2. And training the progressive double-output neural network model by using clean voice and noise voice samples, estimating ideal soft masking of each voice frame by using the trained progressive double-output neural network model, and performing enhancement processing.
The progressive dual-output neural network model is shown in fig. 2, the learning goal at each layer is continuously increased with the signal-to-noise ratio, for example, the signal-to-noise ratio of target1 is 5db, and the signal-to-noise ratio of target2 is 10 db.

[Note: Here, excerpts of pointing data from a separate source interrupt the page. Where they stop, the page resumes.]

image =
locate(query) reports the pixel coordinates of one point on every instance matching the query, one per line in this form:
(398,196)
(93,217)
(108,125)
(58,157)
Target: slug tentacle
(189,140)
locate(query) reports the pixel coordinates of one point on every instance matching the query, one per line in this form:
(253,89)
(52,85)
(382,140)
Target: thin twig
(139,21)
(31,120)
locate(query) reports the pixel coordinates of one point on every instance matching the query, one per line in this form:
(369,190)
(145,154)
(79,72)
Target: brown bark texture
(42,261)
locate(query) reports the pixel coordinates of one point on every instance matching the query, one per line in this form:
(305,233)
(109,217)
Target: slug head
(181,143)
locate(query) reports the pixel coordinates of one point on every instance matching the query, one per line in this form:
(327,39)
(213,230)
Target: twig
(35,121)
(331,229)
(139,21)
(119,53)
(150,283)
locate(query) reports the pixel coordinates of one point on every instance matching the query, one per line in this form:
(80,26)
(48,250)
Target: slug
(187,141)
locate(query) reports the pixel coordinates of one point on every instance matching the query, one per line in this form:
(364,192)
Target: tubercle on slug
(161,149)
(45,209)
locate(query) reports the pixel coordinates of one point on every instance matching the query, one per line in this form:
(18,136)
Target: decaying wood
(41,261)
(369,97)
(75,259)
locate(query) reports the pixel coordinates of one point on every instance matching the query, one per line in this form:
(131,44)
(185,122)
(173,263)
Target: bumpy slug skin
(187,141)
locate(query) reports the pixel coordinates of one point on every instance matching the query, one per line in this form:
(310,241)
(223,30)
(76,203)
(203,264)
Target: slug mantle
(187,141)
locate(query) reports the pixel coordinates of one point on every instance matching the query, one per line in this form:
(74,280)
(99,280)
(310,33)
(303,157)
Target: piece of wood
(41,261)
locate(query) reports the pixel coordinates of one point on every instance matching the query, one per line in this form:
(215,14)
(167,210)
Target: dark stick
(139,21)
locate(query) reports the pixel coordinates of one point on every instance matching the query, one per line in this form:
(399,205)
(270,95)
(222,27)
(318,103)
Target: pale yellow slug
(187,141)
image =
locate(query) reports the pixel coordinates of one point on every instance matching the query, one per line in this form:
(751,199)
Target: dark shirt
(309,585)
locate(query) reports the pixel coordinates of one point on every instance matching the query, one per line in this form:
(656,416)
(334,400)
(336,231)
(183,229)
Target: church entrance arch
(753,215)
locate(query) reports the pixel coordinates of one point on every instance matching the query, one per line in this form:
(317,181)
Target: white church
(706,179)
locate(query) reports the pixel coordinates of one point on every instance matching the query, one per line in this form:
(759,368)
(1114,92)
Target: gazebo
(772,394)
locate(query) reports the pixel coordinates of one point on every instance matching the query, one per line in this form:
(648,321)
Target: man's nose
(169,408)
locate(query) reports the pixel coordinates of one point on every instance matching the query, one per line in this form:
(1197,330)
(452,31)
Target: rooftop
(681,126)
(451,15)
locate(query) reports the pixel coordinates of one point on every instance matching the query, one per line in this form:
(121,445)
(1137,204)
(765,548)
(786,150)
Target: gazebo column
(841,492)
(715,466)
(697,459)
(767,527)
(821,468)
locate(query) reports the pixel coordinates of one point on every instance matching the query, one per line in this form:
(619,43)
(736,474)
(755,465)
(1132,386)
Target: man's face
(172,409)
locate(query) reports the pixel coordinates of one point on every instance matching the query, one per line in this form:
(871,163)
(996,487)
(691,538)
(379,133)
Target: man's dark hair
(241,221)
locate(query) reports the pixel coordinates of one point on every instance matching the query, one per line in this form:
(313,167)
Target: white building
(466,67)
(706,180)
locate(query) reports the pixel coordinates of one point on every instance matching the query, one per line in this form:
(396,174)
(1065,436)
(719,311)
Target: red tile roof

The final target is learned according to the mode that the signal to noise ratio is gradually increased, and the finally trained progressive dual-output neural network model can predict the ideal soft masking of each time frequency pointCan also bind predictedThe acoustic features are enhanced by predicting the log power spectral features (LPS) of clean speech.
A method for directly estimating the logarithmic power spectrum is called direct mapping, the direct mapping method can remove a large amount of noise, and the objective index and the subjective audibility of the voice are greatly improved. However, for an application scenario of docking a back-end recognition model, in the case of not retraining the back-end recognition model, the enhanced speech and the recognition model have a large mismatch, and it is difficult to improve the recognition accuracy. Therefore, when the back end is identified by docking, a time-frequency masking (masking) method is adopted. The method only removes partial noise to improve the signal-to-noise ratio to a certain degree, so that the method can keep the matching with a back-end recognition model as much as possible.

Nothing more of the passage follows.